Em muitos hospitais, os setores de oncologia pediátrica foram os primeiros que abriram as portas para os palhaços da fundação Theodora. “ Os cancerologistas compreenderam, mais rapidamente do que os outros colegas, que os doentes  não deveriam receber apenas as terapias e os remédios mas tinham que ter ainda o suporte da família e um bom moral. Isso vale sobretudo para as crianças: mesmo se estão gravemente doentes, continuam sendo crianças, querem brincar e se divertir”,  observa André Poulie.

O doutor Giorgio Noseda, ex-presidente da Liga Suíça Contra o Câncer, compartilha esse ponto de vista: “Mais do que o sofrimento físico, uma criança doente tem ainda o sofrimento psicológico, uma vez que pelo fato de estar longe de casa.
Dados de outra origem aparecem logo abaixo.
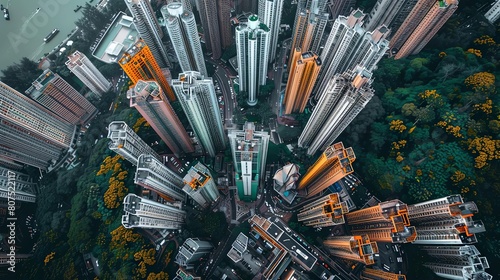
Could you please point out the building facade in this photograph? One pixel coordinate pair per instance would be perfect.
(54, 93)
(139, 63)
(357, 248)
(210, 22)
(304, 71)
(343, 98)
(325, 212)
(386, 222)
(457, 262)
(152, 174)
(249, 150)
(200, 185)
(125, 142)
(29, 133)
(191, 251)
(151, 102)
(445, 221)
(84, 70)
(270, 14)
(149, 29)
(196, 93)
(183, 32)
(144, 213)
(333, 164)
(25, 188)
(252, 49)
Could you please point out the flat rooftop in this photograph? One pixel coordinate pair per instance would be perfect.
(119, 37)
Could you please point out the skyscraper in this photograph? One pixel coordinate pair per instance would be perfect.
(83, 68)
(126, 143)
(152, 174)
(386, 222)
(199, 101)
(304, 71)
(457, 262)
(270, 14)
(139, 64)
(150, 100)
(446, 221)
(325, 212)
(210, 22)
(349, 45)
(383, 13)
(200, 185)
(249, 149)
(343, 98)
(191, 251)
(144, 213)
(252, 49)
(25, 188)
(309, 26)
(149, 29)
(430, 24)
(183, 33)
(29, 133)
(59, 97)
(333, 164)
(356, 248)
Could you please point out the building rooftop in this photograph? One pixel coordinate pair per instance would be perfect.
(119, 37)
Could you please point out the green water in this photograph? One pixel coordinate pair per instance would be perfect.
(23, 34)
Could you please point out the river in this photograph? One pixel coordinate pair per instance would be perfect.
(22, 35)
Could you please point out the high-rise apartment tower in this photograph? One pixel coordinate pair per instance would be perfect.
(196, 94)
(150, 100)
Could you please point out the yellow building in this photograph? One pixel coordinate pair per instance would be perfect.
(303, 74)
(333, 165)
(139, 64)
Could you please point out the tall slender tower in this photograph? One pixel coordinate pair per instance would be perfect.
(149, 29)
(270, 14)
(125, 142)
(446, 221)
(29, 133)
(386, 222)
(457, 262)
(139, 64)
(252, 49)
(198, 99)
(59, 97)
(144, 213)
(333, 164)
(200, 185)
(210, 22)
(83, 68)
(249, 149)
(437, 16)
(356, 248)
(191, 251)
(383, 13)
(152, 174)
(324, 212)
(344, 97)
(149, 99)
(182, 29)
(303, 74)
(348, 45)
(25, 188)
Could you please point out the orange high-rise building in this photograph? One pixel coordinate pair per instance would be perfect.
(386, 222)
(333, 165)
(139, 63)
(374, 274)
(303, 74)
(357, 248)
Esses palhaços possuem uma grande relevância  terapêutica, já que a terapia das doenças não é apenas a medicina clássica, mas a cura de todo o ser do paciente. Existem diferentes estudos que demonstram como o suporte psicológico é importante para enfrentar a doença e, quase sempre, obter a cura.”

Os candidatos interessados em trabalhar para a Fundação Theodora devem ter geralmente uma formação de palhaço, ator ou outras atividades artísticas afins.

Os Doutores Sonhos são selecionados em um programa de formação de um ano.  Durante esse tempo o candidato participa de cursos nos campos médico e psicológico, além de um treino prático.

A fundação oferece, além da figura do Doutor Sonho, cursos de atualização profissional e encontros com psicólogos para simular o impacto emocional diante da doença das crianças.

Sucesso também no estrangeiro

Enquanto muitas organizações semelhantes na Europa duraram pouco, a Fundação Theodora continua em atividade na França, Inglaterra, Itália, Espanha, Bielorrússia,  Turquia e Hong Kong. “ Dizíamos a nós mesmos que se nosso trabalho era admirado em todas as regiões de um país com idiomas e culturas diferentes como a Suíça, então poderia certamente funcionar  também em outras nações”, revela o presidente da fundação.

De acordo com André Poulie, o sucesso no exterior é ligado, simplesmente,  a uma filosofia de qualidade, tipicamente suíça irrigada na formação de pessoal, na organização do trabalho, na administração financeira e na atenção aos detalhes.

Mas ainda hoje ele custa a acreditar. “No começo a gente era apenas dois jovens sonhadores. Tínhamos somente convencido dois palhaços e um hospital. Hoje, existem mais de 200 palhaços que visitam, todoano, 300 mil crianças internadas em 162 hospitais de oito países. Eu digo a mim mesmo que quando se acredita em um sonho e se trabalha duramente para realizá-lo, muitas vezes, coisas incríveis podem ser feitas.”